When using the Bedrock engine, the Ailly extension uses your current AWS configuration. It also exposes two settings, Ailly: Aws Profile and Ailly: Aws Region, to choose which profile and (optionally) which Region to use for Bedrock requests. Use aws configure or the equivalent command to configure ~/.aws/config and ~/.aws/credentials. If Ailly shows a credentials error, check this setting first.

Developing

See DEVELOPING.md for details on how to run and debug various Ailly components.

Ailly plugins

Ailly can use plugins to provide additional data when calling the LLM models using retrieval augmented generation (RAG).

The default plugin rag (AILLY_PLUGIN=rag, --plugin=rag) uses a vectra database in ./vectors/index.json.

You can provide custom plugins with --plugin=file:/absolute/path/to/plugin.mjs. This plugin must export a default factory function matching the PluginBuilder interface in core/src/plugin/index.ts.

Conversational history

In LLM chat interfaces like ChatGPT or chains like Langchain, the history of the conversation remains in the sequence of interactions between the human and the assistant.
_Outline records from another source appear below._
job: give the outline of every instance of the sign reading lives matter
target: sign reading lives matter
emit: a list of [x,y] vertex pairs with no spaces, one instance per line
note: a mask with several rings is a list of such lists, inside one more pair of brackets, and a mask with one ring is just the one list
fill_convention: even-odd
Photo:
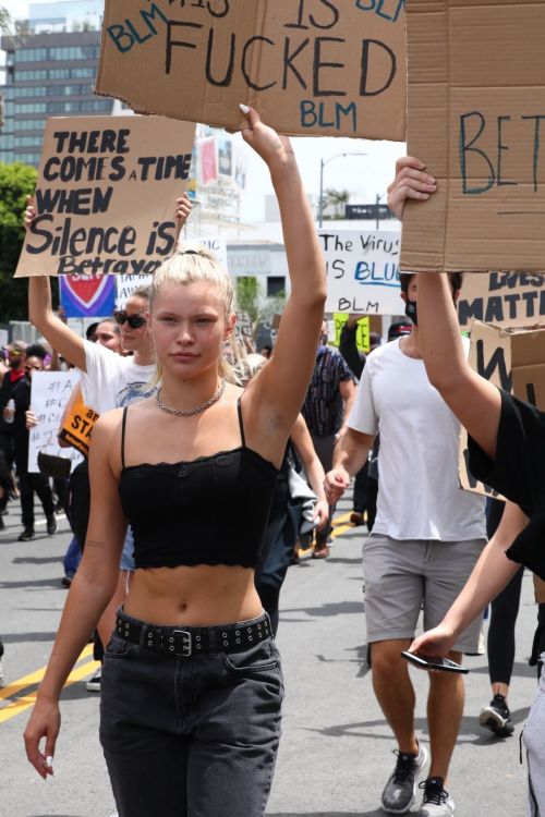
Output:
[[507,327],[545,325],[545,275],[491,272],[467,275],[458,301],[460,326],[472,320]]
[[326,312],[398,315],[399,232],[322,230],[327,267]]
[[239,131],[404,141],[404,0],[107,0],[95,90]]
[[48,119],[15,277],[152,275],[175,245],[194,136],[157,117]]
[[407,12],[408,151],[438,186],[407,207],[401,268],[543,271],[545,2]]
This history is typically in a format that is inaccessible to the user. The user can only regenerate sequences, or add their next prompt at the end.

Ailly removes this limitation by using your file system as the conversational history.

You maintain full control over the sequence of prompts, including editing the LLM's response before (re)generating the next prompt so you can decide how the conversation should evolve.

By editing an LLM prompt, you can keep the best of what the LLM produced and modify the rest. Using this filesystem-based conversational history, Ailly stores each piece of the session in source control. With version tracking, you can see how your prompts and responses have changed over time, and unlock long-term process improvements that are difficult or even impossible with chat interfaces.

In one session, a developer was working on a long sequence of prompts to build a software project. While reviewing an LLM-generated draft of the README, the developer wanted the list of API calls to be links to the reference documentation. With a chat conversational history, the developer would have needed to modify the instructions for the entire prompt to encourage creating the list, rerun the generation, and hoped the rest of the README came out similarly.

Instead, with Ailly, the developer created a new file with only the list and an instruction on how to create URLs from the list items, saved it as list.md (with isolated: true in the combined head), and ran ailly list.md.

The LLM followed the instructions, generated just the updated list, and the developer copied that list into the original (generated) README.md. In later prompts, the context window included the entire list of URLs, and the agent model could intelligently request to download their contents.

To the author's knowledge, no other LLM interface provides this level of interaction with LLMs.